Life became suffering. Stories with pictures from the siege of Mariupol.

 Life became suffering.  Stories with pictures from the siege of Mariupol.

The house is standing. Then, in one blast, it’s gone.

Without drinking water, people dig for water in canals.

A knock on the door. The Russian soldiers ask each other, “Should we shoot him?”

It was an ordinary day in Mariupol when the first bombs began to fall in late February. People were rushing to do their work. Within a week, the Russian army had besieged the city. Water was the first to go, then electricity and cell service. When the heating was turned off, cold and fear gripped those who remained.

Life became suffering.

USA TODAY interviewed four Mariupol survivors, who shared their experiences through interviews.

Of the four, one gave extensive photographic evidence of that suffering. Others said they had turned off their mobile phones when they ran away, so as not to be seen.

The last names of the Ukrainians were withheld from their request to protect relatives and neighbors who may still be in Mariupol. The exhibits here are based on photographs provided to them, their memories, and independent research.

But the stories, translated from their language, are repeated in their own words.

In one basement, people hug each other, unable to sleep – sometimes from the cold temperature, sometimes because they are starving. In one, children start dying of thirst.

They are lucky, they are able to go, they drive past bodies on the ground, past broken lives and foreclosed homes. A Russian soldier gives a chocolate bar to people who have nothing left, who left everything behind.

And as the summer sun approaches and the ground begins to thaw, the remaining neighbors begin to bury their dead.


“Once upon a time, there was nothing. Evening came, night fell. The city was completely dark. There was no light visible anywhere. The only thing that was visible was something burning in the distance, the result of a daytime bomb.” Read more


“He slept there until the last moment. They couldn’t bury him, because it was cold, the land was frozen. There were more corpses every day. Now these people were just rushing about their work and then the shell arrived.
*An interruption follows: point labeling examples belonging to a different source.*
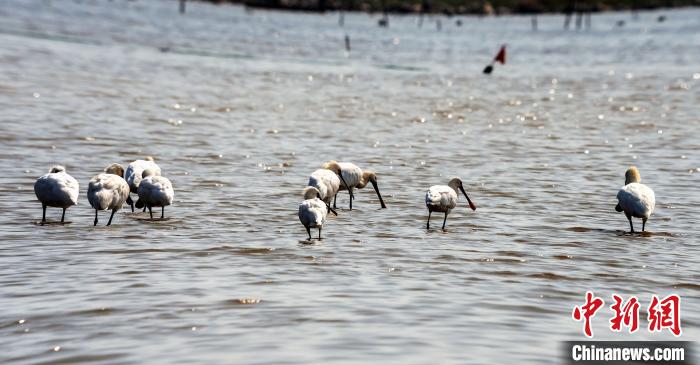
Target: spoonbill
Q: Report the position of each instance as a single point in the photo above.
(313, 210)
(56, 189)
(155, 191)
(443, 198)
(635, 199)
(327, 182)
(354, 178)
(134, 172)
(108, 190)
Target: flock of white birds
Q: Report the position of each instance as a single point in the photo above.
(635, 199)
(112, 188)
(108, 190)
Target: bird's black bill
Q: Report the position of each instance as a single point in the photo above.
(331, 209)
(471, 205)
(381, 201)
(346, 185)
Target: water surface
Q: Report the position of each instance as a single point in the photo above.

And that’s it – there’s nobody left.” Read more


“I feel sorry for my niece because she was a beautiful girl. I didn’t see him young, he was completely innocent, an angel of a child. Two years. Death is bad for a child – death from lack of water.” Read more


“All false bodies, false bodies, false bodies. So I can’t explain it, really, it was a shock. You just walk. We walked, walked, walked along the road and they all slept on the ground. Glasses, blood and men lying.” Read more

With Karina Zaiets, Ariana Torrey, Veronica Bravo, Katelyn Ferral and Janie Haseman.